Machete: A betrayed Federale butchers his way through a corrupt syndicate to avenge the death of his wife and child. The full 105 minutes of Machete are just absolutely absurd, from the first fully naked chick pulling out her mobile to intestine misuse and seeing Seagal attempt a latino accent… The grindhouse / shock element is pretty cranked to parody / laughable; although the film relies more on CGI than the inventiveness and real gore that genuine b-movies usually would. In saying that, the action is sweet, bloody and OTT fun – although the editing makes it all seem a bit haphazard. A lot of the story rooted in both sides of a real immigration issue – albeit exaggerated. Action hall-of-famer Danny Trejo finally gets his shot at playing a lead, although the Machete character could be any of his memorable previous roles. Everyone else is effective but pretty forgettable, except for De Niro, whose career just seems to be irretrievable. For the gents in the cast the film’s about 10-20 years too late – there’s nothing really exciting about seeing a fat Seagal and out-of-shape Trejo trying to duel. The deliberately old and retro look and feel to the film works quite well, and Rodriguez is clearly a B-movie/exploitation fan, but with all the CGI – and big names – it does lose the certain appeal of real B-movies. For what it is, and what it’s supposed to be, Machete totally hits the mark. Tongue-in-cheek Mexploitation. Fun, entertaining, over-the-top schlock.

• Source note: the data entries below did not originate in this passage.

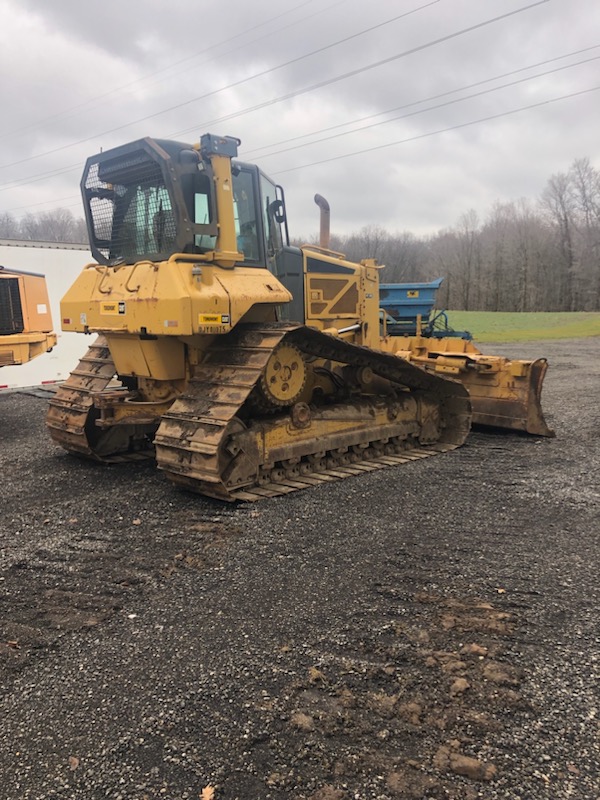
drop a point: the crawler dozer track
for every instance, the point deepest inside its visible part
(71, 416)
(210, 442)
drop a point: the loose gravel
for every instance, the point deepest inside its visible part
(424, 631)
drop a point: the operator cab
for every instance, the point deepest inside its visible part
(153, 198)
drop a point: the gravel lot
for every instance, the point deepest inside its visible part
(424, 631)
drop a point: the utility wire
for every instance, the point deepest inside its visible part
(441, 130)
(358, 71)
(292, 61)
(68, 112)
(252, 153)
(429, 108)
(73, 167)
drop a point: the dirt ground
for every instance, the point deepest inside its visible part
(424, 631)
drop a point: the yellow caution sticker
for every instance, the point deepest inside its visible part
(113, 308)
(213, 319)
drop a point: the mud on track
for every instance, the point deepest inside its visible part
(424, 631)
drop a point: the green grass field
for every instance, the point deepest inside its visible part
(490, 326)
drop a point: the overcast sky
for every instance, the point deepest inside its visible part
(402, 113)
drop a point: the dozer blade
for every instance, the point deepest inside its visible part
(71, 418)
(511, 402)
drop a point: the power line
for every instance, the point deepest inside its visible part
(441, 130)
(430, 108)
(424, 100)
(73, 167)
(358, 71)
(69, 111)
(301, 91)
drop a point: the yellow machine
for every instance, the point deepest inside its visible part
(248, 367)
(504, 393)
(25, 320)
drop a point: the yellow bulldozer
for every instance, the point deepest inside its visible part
(25, 319)
(246, 366)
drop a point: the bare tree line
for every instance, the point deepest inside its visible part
(58, 225)
(525, 256)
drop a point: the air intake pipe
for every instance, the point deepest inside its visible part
(325, 221)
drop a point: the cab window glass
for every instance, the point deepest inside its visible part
(202, 217)
(268, 194)
(245, 215)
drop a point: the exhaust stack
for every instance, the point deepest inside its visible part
(325, 221)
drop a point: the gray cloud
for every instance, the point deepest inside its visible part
(76, 71)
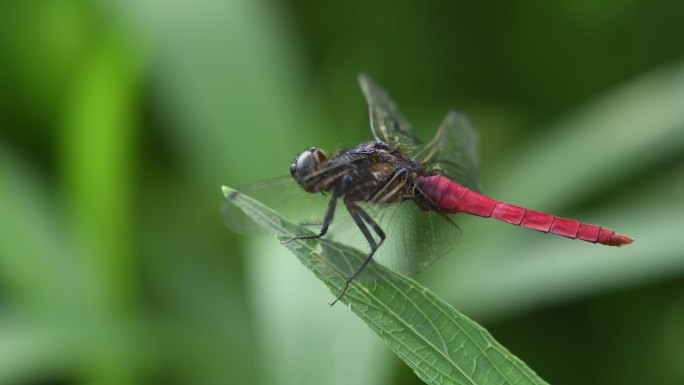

Goodfellas: (Blu Ray) A semi-fictional take on the life of Henry Hill; notorious American Mobster from Brooklyn. The chemistry between all the characters is fantastically played, sure there are some stereotypes, but the main three are very believable and realistic, yet completely different. Liotta’s acting is great, but his commitment was even more noteworthy; starting off naive and weedy but becoming a fat, ruined, coked-up mess for the last 30 minutes. Women don’t get much of a look-in, and it’s a good job because Bracco’s acting and ‘jewish accent’ are unforgivable. Scorsese shows he’s a master of the craft with many great, long, signature single-take shots – in particular the journey from the car to the table at the front of the club and from the skies to the meat truck – very powerful directing for the duration that backs up the story. The only anomaly is a bizarre breaking of the fourth wall at the very end of the film. The elegance of the direction is contrasted with a lot of brutal, no-holds-barred violence: beatdowns, bitchslaps, chest-stabbing, face shots, and a lot of gun-butts to the nose! Unfortunately, the Blu Ray doesn’t do the movie justice; the picture’s mediocre and the audio track is pretty lifeless – not once does it make you think “wow”. As divisive as this statement may be, I truly believe that this is the ultimate gangster movie and does in one film what The Godfather fails to do in three – an interesting and highly-watchable epic about the rise-and-fall of an ordinary man, that was accurate and true to the Italian Mafia.